Simply that more mature projects with heavy use like eg; gcc or clang/llvm generally tend to have had major bugs stamped out by this point. They do still happen though.
More nascent language and compiler ecosystems are more likely to run into issues. Especially languages with runtimes.
Hey; it could've been type-3 fun.
Their repro case required a stack adjustment larger than 1<<12 (4kiB).
Used to have a lot of fun with those 3 decades ago.
When you're doing enough transactions you start to see a noise floor of e.g. bit flips from cosmic rays, and looking for issues involves correlating/categorizing possible software failures and distinguishing them from the misbehavior of hardware.
> After this change, stacks larger than 1<<12 will build the offset in a temporary register and then add that to rsp in a single, indivisible opcode. A goroutine can be preempted before or after the stack pointer modification, but never during. This means that the stack pointer is always valid and there is no race condition.
Seems silly to pessimize the runtime, even slightly, to account for the partial register construction. DWARF bytecode ought to be powerful enough to express the calculations needed for restoring the true stack pointer if we're between immediate adjustments.
But isn't that the same thing here? The bug occurred in their production workflows, not in some specific debug builds, so with that seems pretty reasonable to call it a compiler bug?
As for the actual bug:
Unless you're unwinding the stack by walking the linked list of frames threaded through the frame pointer, then each time you unwind a level of the stack, you need to consult a table keyed on instruction pointer to look up how to compute the register contents of the previous frame based on register content of the current frame. One of the registers you can compute this way is the previous frame's stack pointer.
I haven't looked in depth at what the Go runtime is doing exactly, but at a glance, I don't see mention of frame pointers in the linked article, so I'm guessing Go uses the SP-and-unwind-table approach? If so, the real bug here is that the table didn't have separate entries for the two ADDs and so gave incorrect reconstruction instructions for one of them.
If, however, frame pointers are a load-bearing part of the Go runtime, and that runtime failed to update frame pointer (not just the stack pointer) in the contractually mandatory manner, well, that's a codegen bug and needs a codegen fix.

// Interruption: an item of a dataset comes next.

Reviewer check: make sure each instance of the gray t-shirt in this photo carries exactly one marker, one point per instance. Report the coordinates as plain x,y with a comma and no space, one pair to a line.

I guess I just don't like, as a matter of philosophy if not practical engineering, having frame pointers at all. Without the frame pointer, the program already contains all the information you need to unwind, at no runtime cost --- you pay for table lookups only when you unwind, not all the time, on straight-line code.
The purist in me doesn't like burning a register for debugging, but you have to use the right tool for the job I guess.
Complex engineering isn't something to be avoided by default.
I like Go but I don't really like their NIH / replace everything with our stuff stance - esp on system tools like assemblers and linkers.